Properties test correctness at a higher level than specific test cases. They're harder for correlated failures to evade because they don't encode specific assumptions about how the code works. A property like "every item appears exactly once across all pages" would have caught the pagination bug immediately, regardless of what test data was used, because it tests the invariant rather than a specific scenario.

The "confused user" heuristic. When you write test scenarios, think about real users doing messy things. What does a user with their timezone set to UTC-12 do? What does a user who bookmarks a URL they shouldn't have access to do? What does a user who soft-deletes their account and then tries to undo it do?

These scenarios break AI assumptions because they're grounded in the chaotic, mildly unhinged reality of how people actually use software. AI models tend to test clean, logical paths because that's what's represented in their training data. Real users don't follow clean, logical paths. Real users do things that would make you question their intentions. Testing from the perspective of confused, impatient, or adversarial users surfaces bugs that neither the code's author nor a test suite built from the code's context would think to check.

Where Humans Must Stay

I'm not arguing that humans need to write tests. Nobody misses writing test boilerplate. Nobody lies awake at night longing for the good old days of manually constructing mock objects. Let the machines have that one.

But humans must own the specification of correct behavior. They must be the ones who decide what the system should do, as distinct from what it currently does. That distinction is the entire point of testing, and it's the part that breaks down when the same AI writes both sides.

The human role in testing shifts from writing code to asking questions. What scenarios matter? What could go wrong that we haven't thought of? Does this test suite reflect how real users behave, or just how a developer imagines they behave? If I read only these tests and had never seen the code, would I understand what the system is supposed to do?

These are judgment calls. They require understanding the product, the users, and the business context in a way that an AI model working from a prompt simply doesn't have. The agent knows what you told it. It doesn't know what you forgot to tell it. And it will never raise its hand and say "hey, did you consider...?" It will just build exactly what you described, test exactly what you described, and report success. Impeccable execution of an incomplete thought.

This connects to something I keep coming back to in everything I write about AI and engineering. The bottleneck moved from execution to judgment. In testing, execution is "write and run the tests." Judgment is "decide what correct behavior looks like." AI is excellent at execution. Humans must own judgment.

If a human had written the test specification for that meeting scheduler from the product requirements, not from the code, the timezone bug would have been caught before it shipped. Not because the human is smarter than the AI. Because the human was working from a different source of truth.

The Audit You're Not Running

Go look at your test suite right now. Not tomorrow. Not after the sprint. Right now. Open your test directory and look at the most recently written tests.
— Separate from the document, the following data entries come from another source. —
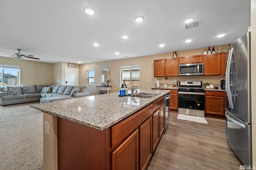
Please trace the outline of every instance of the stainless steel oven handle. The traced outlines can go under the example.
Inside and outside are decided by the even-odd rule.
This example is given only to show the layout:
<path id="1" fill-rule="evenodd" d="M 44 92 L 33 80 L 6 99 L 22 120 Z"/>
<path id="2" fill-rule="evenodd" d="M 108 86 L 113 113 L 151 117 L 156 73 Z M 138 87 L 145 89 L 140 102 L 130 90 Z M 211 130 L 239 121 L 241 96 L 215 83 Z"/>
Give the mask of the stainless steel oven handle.
<path id="1" fill-rule="evenodd" d="M 196 92 L 178 92 L 178 94 L 194 94 L 197 95 L 204 95 L 204 93 L 197 93 Z"/>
Ask yourself three questions.

Did the same AI that wrote the code write these tests? If yes, you have a correlated test suite. The tests might be correct. But you have no independent verification that they are.

Were the tests derived from the code's behavior, or from an independent specification of correct behavior? Look at the test cases. Do they test what the system should do according to the product requirements? Or do they test what the system does according to the implementation? If you can't tell the difference, that's the problem.

If you removed the code entirely and read only the tests, would you know what the system is supposed to do? Or would you only know what it currently does?

If your tests describe implementation rather than intent, they're not tests. They're mirrors. And mirrors don't catch bugs. They reflect them back at you, green and passing.